Tuğsem, onu anlamaya çalıştığını gösteren arkadaşına sıkkın bir gülümsemeyle baktı. Bir gün birini seveceğini, evleneceğini ve en az üç çocukları olacağını hayal ettiği olmuştu. Ama! Böylesini hiç hayallerine bile getirememişti. Çünkü Tuğsem’in kriterlerin de hiçbir zaman ne zenginlik, ne şan şöhret ne de yakışıklılık olmamıştı. Demek ki olmalıymış diye düşünüp, cevap bekleyen arkadaşına baktı. Daha iki dakika önce söyleyemem diye düşünen o değilmiş gibi kendi tarzı ile anlatmıştı.

“Vicdanlı bir insan olduğumu düşündüğüm içim doktor olmak istedim. Hep kendimi en iyi şekilde yetiştirip, doktor olduğumda bilgilerimi faydalı işler için kullanmayı hedefledim. Hayattaki tek hayalim hedefim başarılı bir doktor olmaktı. Fakat ben süreçte bir şeyi atlamışım Ayla…”
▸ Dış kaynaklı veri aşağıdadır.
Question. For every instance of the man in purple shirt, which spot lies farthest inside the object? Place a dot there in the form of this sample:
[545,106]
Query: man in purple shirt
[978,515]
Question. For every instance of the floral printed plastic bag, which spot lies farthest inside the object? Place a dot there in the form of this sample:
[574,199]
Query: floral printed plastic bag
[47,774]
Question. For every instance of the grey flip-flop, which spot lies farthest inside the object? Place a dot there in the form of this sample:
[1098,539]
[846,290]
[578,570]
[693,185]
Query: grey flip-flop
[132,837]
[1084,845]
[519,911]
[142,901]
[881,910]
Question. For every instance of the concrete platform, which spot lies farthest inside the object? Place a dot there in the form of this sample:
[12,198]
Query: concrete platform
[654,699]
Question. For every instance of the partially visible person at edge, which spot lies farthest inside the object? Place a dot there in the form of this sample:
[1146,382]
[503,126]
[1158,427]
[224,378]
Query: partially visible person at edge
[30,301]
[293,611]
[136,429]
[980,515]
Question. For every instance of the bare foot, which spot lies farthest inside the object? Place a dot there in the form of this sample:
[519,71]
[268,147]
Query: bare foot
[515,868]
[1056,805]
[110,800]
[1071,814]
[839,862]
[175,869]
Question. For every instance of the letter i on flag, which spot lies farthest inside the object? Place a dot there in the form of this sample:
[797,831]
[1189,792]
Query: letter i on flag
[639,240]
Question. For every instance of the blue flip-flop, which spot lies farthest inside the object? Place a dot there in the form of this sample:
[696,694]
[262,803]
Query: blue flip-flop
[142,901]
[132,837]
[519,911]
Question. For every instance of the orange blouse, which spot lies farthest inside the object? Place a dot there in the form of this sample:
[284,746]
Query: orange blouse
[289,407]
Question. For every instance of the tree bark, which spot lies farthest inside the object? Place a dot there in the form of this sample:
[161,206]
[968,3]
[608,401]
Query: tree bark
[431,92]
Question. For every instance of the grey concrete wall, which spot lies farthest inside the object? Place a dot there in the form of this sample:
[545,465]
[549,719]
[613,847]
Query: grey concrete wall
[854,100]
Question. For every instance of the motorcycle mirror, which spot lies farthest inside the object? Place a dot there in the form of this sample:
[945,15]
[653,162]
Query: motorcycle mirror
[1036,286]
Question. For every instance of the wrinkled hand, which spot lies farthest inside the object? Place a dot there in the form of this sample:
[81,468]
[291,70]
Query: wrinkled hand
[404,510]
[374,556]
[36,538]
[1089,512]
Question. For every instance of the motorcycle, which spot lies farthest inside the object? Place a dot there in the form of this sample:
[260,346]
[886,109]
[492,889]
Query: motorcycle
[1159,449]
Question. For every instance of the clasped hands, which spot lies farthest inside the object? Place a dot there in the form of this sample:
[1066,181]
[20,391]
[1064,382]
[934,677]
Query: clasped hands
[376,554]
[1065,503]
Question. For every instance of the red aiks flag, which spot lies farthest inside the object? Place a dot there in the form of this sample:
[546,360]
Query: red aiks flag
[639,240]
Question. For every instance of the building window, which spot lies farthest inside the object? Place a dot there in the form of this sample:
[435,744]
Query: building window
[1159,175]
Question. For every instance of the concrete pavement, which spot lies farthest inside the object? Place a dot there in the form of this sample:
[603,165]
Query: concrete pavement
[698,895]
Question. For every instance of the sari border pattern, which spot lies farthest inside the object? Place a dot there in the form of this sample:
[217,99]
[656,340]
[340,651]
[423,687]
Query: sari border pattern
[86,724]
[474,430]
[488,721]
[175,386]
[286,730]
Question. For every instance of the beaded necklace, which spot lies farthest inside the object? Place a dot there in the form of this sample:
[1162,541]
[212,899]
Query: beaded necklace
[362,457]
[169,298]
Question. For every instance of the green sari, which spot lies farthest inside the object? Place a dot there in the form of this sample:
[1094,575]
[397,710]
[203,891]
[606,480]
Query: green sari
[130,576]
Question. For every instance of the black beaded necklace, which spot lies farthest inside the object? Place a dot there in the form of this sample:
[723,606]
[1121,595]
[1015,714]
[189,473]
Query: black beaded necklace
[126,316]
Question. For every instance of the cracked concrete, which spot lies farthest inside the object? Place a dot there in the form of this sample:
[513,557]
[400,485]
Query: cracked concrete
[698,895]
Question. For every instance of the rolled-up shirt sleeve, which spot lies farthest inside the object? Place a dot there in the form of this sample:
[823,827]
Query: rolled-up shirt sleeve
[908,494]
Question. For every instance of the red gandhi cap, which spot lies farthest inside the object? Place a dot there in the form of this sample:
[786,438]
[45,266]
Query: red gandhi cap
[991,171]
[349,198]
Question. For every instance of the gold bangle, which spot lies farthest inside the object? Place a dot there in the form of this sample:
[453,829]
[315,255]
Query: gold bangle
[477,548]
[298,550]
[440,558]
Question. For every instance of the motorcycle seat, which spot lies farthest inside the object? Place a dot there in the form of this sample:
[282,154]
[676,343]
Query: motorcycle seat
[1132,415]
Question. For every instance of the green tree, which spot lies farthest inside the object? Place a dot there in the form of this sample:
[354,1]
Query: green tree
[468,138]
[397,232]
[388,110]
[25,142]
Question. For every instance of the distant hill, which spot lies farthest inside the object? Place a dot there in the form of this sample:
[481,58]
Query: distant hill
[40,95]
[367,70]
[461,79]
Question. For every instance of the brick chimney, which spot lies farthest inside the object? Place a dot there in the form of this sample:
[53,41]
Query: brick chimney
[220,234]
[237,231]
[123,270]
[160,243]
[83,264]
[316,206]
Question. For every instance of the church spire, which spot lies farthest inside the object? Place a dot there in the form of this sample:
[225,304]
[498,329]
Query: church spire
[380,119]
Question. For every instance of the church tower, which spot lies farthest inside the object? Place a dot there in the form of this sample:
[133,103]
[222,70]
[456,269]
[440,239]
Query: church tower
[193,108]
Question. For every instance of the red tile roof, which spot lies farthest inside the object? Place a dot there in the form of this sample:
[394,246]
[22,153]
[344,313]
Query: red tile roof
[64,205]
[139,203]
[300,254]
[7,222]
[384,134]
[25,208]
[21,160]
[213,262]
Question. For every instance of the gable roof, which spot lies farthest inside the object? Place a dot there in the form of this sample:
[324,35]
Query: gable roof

Ayla’nın tuttuğu eli de kaldırıp, kalbinin üstüne koydu. Nefes alamıyormuş gibi uzun uzun iki üç kere nefes alıp;

“Kalbimi eğitmeyi unutmuşum.

Kalbime, birisi için acı çekebileceğini hiç söylememişim. Şimdi yüreğim alışık olmadığı bu yeni bilgiyle çok acıyor ve bu yaşıma kadar bilgiyle doldurduğumu düşündüğüm aklım çaresini bulamıyor.”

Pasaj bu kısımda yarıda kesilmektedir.